Can I recycle metalized film (like chip bags, candy wrappers, and other food packaging)? The truth is that metalized film recycling is more complicated than a yes or no answer. Technically speaking, yes, processes exist for recycling metalized film. That does not mean there are always recycling outlets willing or able to accept this material. Here are some questions to ask when determining if metalized film recycling is a viable option for your company.

1. What is Your Metalized Film Byproduct?
From the insulation lining in spacesuits and firefighter uniforms to balloons, party decorations, and food packaging (like coffee bags), metalized film is used for a variety of purposes. Simply put, metalized film is a thin, flexible material with both plastic and metal layers. Commonly, this will be PP or PET plastic and aluminum. However, it’s also possible to use nickel or chromium as the metal and nylon or polyethylene as the plastic. The processes required for recycling your metalized film will depend directly on its material composition. For instance, since PET and PP melt at different temperatures, a recycling processor capable of handling PP based film may not be capable of recycling PET based film. Understanding exactly what type(s) of metal and plastic make up your film will significantly increase your ability to recycle this byproduct.

2. What Layers Exist?
While all metalized film has at least two layers (one plastic and one metal), there could be additional paper linings or coatings which would affect how this byproduct needs to be processed. For instance, some recyclers who focus on recovering the plastic from metalized film may not be able to process a paper layer. It’s also possible to have multiple layers of plastic or multiple layers of metal. The bottom line is that every layer of new material can add a layer of complexity to the recycling process, which could affect the overall value of the byproduct.

3. What Percentage is Metal vs. Plastic?
Not all metalized film contains the same amount of metal and plastic. Determining how much of each material is present will affect how your film is recycled as well as what it’s worth. For instance, if your metalized film contains more than 18% aluminum, it will likely be recycled for its aluminum. On the other hand, if it contains less than 18% aluminum, it might be more valuable to recycle this material for its plastic.

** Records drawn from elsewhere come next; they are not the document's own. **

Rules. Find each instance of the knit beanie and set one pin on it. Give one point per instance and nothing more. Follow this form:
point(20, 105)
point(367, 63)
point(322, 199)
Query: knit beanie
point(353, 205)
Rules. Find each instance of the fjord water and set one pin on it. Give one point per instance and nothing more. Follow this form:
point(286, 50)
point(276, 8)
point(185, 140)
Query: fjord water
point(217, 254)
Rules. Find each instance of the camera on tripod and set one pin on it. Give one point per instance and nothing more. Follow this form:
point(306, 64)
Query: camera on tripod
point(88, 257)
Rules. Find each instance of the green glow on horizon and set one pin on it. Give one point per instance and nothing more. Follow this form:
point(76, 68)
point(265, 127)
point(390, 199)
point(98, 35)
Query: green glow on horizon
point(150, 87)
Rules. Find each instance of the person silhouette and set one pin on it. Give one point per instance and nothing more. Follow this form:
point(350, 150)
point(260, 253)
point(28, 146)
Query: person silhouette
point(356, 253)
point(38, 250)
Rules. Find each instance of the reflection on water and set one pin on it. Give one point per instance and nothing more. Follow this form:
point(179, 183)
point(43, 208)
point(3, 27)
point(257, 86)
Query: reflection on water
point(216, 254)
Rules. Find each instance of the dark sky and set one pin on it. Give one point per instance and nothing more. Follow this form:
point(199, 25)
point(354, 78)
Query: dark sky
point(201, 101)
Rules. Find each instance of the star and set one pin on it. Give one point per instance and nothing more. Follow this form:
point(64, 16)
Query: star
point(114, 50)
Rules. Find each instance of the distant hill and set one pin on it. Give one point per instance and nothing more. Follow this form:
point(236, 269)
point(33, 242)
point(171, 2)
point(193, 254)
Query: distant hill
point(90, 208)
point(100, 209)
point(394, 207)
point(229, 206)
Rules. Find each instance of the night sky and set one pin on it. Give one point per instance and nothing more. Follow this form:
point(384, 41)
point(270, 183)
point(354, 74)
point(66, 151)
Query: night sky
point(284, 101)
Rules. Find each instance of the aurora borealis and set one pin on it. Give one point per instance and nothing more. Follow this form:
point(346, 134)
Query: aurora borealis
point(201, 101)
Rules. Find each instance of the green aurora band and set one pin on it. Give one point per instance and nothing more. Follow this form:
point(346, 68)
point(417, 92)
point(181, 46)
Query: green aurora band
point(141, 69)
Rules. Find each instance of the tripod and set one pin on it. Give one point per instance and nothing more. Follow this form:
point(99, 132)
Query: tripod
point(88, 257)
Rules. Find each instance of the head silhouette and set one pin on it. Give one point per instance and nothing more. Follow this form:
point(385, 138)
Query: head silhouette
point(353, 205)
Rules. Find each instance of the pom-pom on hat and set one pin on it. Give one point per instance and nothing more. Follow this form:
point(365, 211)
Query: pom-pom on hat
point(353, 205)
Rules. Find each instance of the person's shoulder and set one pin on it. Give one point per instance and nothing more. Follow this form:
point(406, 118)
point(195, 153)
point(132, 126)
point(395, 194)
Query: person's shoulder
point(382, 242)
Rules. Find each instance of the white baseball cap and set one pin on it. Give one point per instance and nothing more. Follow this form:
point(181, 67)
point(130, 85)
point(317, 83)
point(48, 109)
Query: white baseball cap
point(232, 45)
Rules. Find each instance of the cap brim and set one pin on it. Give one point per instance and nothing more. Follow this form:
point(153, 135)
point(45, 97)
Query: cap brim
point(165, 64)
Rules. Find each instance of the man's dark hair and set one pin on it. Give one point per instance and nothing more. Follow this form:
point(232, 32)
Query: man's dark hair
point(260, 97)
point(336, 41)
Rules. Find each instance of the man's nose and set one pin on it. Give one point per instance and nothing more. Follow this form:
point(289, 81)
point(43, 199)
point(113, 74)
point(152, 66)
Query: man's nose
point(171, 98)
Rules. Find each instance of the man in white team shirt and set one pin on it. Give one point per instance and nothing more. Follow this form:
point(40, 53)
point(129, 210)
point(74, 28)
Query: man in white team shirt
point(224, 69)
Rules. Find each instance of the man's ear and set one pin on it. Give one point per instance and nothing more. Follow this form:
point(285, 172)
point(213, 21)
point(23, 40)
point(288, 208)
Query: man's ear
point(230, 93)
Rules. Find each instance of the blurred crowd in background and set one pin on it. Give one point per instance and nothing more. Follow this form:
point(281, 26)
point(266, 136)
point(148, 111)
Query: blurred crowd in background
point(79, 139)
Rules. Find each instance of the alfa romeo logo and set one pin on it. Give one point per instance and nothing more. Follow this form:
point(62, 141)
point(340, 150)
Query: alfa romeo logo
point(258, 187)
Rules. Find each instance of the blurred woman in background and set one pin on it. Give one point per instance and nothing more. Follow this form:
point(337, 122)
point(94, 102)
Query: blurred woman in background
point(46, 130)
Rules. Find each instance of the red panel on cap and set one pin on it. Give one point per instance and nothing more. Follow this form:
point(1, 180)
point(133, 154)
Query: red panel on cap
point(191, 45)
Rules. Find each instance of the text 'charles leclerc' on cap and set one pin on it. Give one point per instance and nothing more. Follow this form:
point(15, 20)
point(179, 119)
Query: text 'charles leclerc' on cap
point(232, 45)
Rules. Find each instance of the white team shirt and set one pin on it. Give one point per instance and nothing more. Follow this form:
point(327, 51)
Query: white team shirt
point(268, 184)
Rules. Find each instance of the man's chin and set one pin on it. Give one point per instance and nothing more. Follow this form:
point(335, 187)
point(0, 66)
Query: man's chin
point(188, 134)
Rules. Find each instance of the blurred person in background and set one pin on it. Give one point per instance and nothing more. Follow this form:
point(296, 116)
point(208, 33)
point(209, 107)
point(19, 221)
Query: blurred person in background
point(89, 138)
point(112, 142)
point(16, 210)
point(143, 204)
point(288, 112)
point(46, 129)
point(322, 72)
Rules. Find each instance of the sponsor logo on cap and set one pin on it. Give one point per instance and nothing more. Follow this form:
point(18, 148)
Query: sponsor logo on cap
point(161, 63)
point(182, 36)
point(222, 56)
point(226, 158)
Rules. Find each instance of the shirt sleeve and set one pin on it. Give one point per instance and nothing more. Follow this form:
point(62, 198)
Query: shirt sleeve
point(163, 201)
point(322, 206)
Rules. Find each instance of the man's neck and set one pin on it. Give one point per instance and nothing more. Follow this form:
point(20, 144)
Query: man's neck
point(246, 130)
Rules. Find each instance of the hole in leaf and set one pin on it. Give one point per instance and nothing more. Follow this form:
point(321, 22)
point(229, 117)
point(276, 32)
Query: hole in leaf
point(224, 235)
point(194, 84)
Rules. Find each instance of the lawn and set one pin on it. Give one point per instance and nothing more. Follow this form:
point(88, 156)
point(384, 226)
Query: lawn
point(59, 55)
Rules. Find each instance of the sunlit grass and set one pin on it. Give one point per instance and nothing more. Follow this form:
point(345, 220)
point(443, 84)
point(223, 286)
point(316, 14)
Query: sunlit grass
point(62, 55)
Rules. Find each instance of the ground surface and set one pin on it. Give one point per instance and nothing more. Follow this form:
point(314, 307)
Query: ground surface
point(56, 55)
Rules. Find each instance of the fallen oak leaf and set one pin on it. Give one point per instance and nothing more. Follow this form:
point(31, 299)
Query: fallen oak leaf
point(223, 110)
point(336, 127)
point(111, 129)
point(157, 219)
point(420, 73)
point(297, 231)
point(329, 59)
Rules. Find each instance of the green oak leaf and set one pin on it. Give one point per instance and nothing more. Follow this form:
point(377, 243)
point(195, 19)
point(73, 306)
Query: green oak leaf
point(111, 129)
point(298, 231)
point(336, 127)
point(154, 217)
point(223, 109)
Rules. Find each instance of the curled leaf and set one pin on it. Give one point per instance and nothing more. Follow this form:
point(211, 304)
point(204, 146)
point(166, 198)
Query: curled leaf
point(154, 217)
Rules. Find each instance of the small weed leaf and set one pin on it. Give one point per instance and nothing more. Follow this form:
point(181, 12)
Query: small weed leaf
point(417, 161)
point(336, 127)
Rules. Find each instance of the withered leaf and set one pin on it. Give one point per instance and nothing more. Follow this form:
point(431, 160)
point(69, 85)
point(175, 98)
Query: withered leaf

Check with your recycler to understand the best options for recycling your specific metalized film.

4. How Much Metalized Film Byproduct do You Generate in a Month?
Metalized film is very light weight. It was designed to be, since it serves as a lighter weight alternative to aluminum foil for a lot of flexible food packaging. However, its light weight makes it a more costly recyclable to transport. Add to this its complex multi-material composition, and the result is that transportation and processing costs for recycling this material sometimes exceed its market value. Consequently, many recyclers (especially curb side programs) do not accept metalized film. This does not mean your film cannot be recycled. However, the quantity and quality of byproduct your facility produces will greatly affect recycling opportunities (i.e. higher volumes of higher quality material are more likely to be marketable). One possibility for increasing value from your metalized film scrap would be to bale this material. However, you should discuss costs vs. benefits with your recycler before investing in baling equipment.